Perdue and Loeffler also lack a strong message. David Perdue has told the citizens of Georgia that this race “has nothing to do with Kelly or me.” He has called Ossoff, who has condemned extremism on the left and right, a supporter of “radical socialism.” In other words, they have nothing to offer Georgia or the nation, but voters should fear their respective opponents. That is a losing message, ask Hillary Clinton. Perdue was so thoroughly shellacked by Jon Ossoff in a debate, that he has essentially gone into hiding, refusing to face his opponent. Rural Georgians outside of the Atlanta metropolitan area like Trump because they see him as bold and fearless. Perdue’s decision to hide from his Democratic challenger will be viewed as weakness and cowardice. Even hiding behind Trump during his rally won’t galvanize the Republican base.
Perdue and Loeffler had both tried using a racialized and ethnonationalist message to excite their base. This strategy is also doomed to fail. Senator Perdue’s campaign lengthened Ossoff’s nose in online attack ads in order to emphasize the latter’s Jewish heritage. He also intentionally mispronounced Vice President-elect Kamala Harris’ first name. He tried to play the mispronunciation off as a genuine error despite the fact that the two have been colleagues in the Senate for several years now. Loeffler has come out against the movement for black lives in a state still dealing with the shooting of Ahmaud Arbery. While the red parts of Georgia may be sympathetic to her opposition to the movement for black lives, the powerful and populous Atlanta metro will undoubtedly see her as someone who will continually avoid answers to the country’s racial justice issues. Her hostility toward a movement based upon recognizing the value of the lives within marginalized communities is in great contrast to the pastor of Dr. Martin Luther King’s church.

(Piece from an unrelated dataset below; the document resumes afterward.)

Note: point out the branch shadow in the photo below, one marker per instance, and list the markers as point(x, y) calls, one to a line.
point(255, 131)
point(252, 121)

The area that Loeffler will lose on is more policy based. She supported a lawsuit aimed at the repeal of the ACA, which could leave 21 million Americans without healthcare during a health crisis. In addition, her rejection of Secretary of State Brad Raffensperger and embrace of controversial conspiracy theorist Marjorie Taylor-Greene may keep moderate Republicans away from voting booths on January 5. Now Trump is embroiled in a feud with Governor Brian Kemp, and Loeffler and Perdue are caught in the middle. Meanwhile, Loeffler’s attacks on Warnock are all misleading. He did not invite Fidel Castro to speak at a church where he was a youth pastor and had no authority to do so.
The momentum of this race is swinging toward Democrats. The nail in the coffin for the two Republican candidates could be Donald Trump himself. No one galvanized Democratic voters, not Kamala Harris, not Joe Biden, not even the Obamas, like Trump. Democratic voters want to rid themselves of the stench of Trump’s divisiveness and will turn out one last time. David Perdue won’t even defend himself on the debate stage. Perdue is chicken.
Jason Nichols is a lecturer in African American Studies at the University of Maryland and a prolific progressive commentator.